The Bonvin lab published the deep learning framework DeepRank

The Bonvin lab at Utrecht University in collaboration with Li Xue’s group in Nijmegen and the Netherlands eScience Center recently published DeepRank, a deep learning (DL) framework for data mining 3D protein-protein structures, in Nature Communications and GitHub. 

What can it be used for?

DeepRank provides an easy DL platform. Researchers can come up with their own research questions related with 3D protein structures. DeepRank takes 3D protein-protein structures as input, and outputs a prediction. The output of DeepRank is defined based on the users’ research question and their training data. For example, how two proteins interact with each other in 3D space and where do they interact (i.e., which part of a protein interacts with which part of another protein)? Whether a mutation is disease-causing or not? Is the protein-protein interaction that we observe in X-ray experiments a biological interaction or crystal artefacts? And many many more.

Illustration of DeepRank

Protein functions are encoded in their 3D shapes. In the past decades, a number of structural biology techniques were developed (e.g., X-ray, NMR, Cryo-EM) and a large number of experimentally determined 3D protein structures have been accumulated. A human expert trained for 30+ years could excruciatingly examine them by eyes as the spatial arrangement of atom pairs and interactions shed light on the secrets of biological life. However, human inspection is not efficient. And the relationship between 3D structures of diverse proteins and their functions is too intricate to be even mastered by human experts.

Using quantitative statistical approach to approximate/simulate human perception was visioned and pioneered by Frank Rosenblatt, a psychologist, in 1958. After a half-century, this dream finally came true recently when deep learning achieved human-level accuracy in 2D image perceptions.
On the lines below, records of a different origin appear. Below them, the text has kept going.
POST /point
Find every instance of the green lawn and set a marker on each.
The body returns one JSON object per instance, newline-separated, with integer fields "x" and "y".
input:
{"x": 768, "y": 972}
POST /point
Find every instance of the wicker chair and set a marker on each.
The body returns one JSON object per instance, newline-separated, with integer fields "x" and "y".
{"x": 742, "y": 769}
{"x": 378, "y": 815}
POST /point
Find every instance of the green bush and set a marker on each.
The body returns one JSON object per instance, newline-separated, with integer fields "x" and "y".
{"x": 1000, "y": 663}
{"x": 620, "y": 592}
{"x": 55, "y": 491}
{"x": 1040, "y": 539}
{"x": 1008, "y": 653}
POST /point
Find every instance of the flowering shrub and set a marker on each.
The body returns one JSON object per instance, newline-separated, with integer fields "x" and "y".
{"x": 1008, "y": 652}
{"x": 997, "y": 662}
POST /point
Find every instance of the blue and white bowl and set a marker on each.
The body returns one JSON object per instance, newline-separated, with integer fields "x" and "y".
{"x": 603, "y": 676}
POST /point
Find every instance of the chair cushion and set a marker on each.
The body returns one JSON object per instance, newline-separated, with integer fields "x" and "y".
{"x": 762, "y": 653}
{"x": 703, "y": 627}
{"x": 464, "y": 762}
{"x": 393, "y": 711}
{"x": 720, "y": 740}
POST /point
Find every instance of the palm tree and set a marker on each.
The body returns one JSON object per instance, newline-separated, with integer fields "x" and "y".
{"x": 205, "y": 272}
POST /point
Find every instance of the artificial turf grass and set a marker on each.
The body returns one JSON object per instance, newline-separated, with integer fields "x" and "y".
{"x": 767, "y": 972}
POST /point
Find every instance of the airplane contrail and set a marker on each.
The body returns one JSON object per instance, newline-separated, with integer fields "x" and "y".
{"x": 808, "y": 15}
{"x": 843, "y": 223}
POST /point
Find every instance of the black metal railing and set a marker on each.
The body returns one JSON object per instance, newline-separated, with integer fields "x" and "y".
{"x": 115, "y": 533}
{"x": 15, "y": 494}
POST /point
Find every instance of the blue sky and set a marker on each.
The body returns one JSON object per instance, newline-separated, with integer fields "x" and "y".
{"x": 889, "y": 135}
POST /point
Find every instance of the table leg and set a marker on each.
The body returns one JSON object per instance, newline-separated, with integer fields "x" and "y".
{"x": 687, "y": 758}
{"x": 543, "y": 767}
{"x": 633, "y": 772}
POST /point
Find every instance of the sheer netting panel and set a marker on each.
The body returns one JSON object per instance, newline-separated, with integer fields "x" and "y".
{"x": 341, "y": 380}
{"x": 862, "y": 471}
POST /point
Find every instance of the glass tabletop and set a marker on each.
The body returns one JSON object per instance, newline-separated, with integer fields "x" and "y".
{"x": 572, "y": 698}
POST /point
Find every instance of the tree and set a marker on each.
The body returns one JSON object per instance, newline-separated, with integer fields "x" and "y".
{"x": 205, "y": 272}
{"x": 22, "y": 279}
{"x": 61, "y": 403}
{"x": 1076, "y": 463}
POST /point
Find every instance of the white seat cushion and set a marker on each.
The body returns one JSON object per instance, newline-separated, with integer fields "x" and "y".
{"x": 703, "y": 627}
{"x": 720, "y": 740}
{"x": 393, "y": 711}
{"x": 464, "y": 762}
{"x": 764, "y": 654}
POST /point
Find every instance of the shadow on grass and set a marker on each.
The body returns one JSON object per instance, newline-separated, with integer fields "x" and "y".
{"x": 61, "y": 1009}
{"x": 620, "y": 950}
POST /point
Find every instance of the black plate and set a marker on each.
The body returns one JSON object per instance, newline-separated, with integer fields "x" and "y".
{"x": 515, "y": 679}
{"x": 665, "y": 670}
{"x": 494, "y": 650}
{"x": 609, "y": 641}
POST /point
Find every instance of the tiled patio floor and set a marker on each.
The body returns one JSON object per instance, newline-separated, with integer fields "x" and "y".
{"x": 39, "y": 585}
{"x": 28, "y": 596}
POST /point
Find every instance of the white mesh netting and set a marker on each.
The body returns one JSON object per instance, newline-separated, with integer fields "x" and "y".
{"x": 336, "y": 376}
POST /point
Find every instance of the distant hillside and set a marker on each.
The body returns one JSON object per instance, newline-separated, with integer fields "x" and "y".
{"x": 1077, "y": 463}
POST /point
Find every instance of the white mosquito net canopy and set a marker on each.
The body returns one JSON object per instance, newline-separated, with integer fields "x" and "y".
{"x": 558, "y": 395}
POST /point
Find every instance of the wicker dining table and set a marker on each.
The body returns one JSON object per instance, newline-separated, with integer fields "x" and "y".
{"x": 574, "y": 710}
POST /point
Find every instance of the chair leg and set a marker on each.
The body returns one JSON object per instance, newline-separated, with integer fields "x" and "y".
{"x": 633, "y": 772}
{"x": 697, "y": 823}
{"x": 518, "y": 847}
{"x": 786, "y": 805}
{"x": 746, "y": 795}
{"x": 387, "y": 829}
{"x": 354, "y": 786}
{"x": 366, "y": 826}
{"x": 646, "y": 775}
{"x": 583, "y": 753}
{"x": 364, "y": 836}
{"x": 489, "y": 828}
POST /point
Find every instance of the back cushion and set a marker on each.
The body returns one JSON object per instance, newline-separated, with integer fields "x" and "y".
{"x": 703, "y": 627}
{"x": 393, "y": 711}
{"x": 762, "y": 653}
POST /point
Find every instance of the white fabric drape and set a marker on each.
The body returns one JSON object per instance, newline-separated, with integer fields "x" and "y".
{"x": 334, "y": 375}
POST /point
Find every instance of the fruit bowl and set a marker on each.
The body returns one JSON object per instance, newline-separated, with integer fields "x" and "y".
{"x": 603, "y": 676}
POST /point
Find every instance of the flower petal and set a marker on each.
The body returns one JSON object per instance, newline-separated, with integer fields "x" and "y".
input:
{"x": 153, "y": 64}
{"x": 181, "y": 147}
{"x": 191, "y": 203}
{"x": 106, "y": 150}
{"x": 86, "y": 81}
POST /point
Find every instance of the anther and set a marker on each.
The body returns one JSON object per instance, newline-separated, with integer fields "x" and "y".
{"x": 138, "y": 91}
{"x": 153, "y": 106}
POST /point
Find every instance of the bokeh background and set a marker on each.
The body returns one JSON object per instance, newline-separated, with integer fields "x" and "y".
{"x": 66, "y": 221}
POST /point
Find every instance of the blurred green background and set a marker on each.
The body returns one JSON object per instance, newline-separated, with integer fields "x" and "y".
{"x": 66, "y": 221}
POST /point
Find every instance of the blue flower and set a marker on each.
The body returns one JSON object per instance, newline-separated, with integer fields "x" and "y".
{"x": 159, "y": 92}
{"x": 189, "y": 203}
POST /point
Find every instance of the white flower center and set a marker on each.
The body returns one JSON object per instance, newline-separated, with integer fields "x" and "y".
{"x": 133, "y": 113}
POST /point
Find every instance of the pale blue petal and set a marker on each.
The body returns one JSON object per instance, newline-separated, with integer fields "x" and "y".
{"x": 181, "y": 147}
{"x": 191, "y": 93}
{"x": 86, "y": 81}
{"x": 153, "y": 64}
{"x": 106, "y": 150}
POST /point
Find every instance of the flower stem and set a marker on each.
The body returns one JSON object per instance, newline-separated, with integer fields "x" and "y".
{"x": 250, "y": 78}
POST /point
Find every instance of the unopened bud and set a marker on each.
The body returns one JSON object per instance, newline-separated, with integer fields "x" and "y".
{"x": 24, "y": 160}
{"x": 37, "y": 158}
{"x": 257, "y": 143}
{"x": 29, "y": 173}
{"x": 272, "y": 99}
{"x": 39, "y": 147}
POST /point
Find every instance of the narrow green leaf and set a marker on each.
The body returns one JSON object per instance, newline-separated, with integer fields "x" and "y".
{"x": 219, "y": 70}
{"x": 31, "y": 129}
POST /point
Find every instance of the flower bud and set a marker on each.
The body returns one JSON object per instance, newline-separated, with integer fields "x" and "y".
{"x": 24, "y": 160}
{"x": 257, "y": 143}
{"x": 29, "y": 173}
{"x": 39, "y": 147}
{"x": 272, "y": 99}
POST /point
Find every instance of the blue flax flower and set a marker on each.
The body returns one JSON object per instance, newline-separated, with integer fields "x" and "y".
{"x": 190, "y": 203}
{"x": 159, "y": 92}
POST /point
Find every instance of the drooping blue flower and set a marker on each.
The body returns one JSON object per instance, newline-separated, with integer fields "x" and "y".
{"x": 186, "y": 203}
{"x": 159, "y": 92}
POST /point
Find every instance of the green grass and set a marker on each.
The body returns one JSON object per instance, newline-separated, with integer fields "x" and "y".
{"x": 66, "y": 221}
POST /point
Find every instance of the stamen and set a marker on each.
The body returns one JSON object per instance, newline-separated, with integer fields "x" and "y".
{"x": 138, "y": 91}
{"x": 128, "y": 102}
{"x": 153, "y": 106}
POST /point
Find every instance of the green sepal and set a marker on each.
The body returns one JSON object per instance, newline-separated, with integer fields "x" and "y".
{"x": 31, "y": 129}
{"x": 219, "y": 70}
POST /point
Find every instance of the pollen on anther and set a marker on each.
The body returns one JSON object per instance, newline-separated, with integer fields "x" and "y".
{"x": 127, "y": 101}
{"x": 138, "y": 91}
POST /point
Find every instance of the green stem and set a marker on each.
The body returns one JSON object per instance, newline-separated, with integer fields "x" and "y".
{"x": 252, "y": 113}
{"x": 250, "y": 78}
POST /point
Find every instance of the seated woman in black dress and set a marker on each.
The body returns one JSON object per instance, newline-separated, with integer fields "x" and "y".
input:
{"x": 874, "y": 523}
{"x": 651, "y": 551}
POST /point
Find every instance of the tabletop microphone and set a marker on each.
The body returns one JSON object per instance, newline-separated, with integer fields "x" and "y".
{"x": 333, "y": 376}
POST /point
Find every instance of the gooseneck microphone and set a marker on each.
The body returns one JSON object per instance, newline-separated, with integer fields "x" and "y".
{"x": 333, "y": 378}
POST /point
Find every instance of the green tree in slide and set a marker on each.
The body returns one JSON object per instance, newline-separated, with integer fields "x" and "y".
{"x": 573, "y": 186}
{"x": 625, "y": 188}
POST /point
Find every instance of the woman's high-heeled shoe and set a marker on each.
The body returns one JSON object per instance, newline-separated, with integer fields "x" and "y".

However, such breakthroughs did not naturally translate to molecular biology.

DeepRank aims to facilitate such translations. Removing daunting phases of data preprocessing on millions of structures, DeepRank allows a user to easily train a 3D Convolutional Neural Network (3D-CNN) to scan protein structures for desired patterns and make predictions. In the paper, they showcase the effectiveness of DeepRank on two distinct applications in structural biology.

DeepRank is further leveled up with Graph Neural Networks (GNN), a trending DL technique that can be used for protein interaction networks and so on. A preprint on DeepRank-GNN is already available on BioRxiv.

We envision DeepRank to stimulate community efforts of exploiting deep learning to tackle long-standing challenges in life science.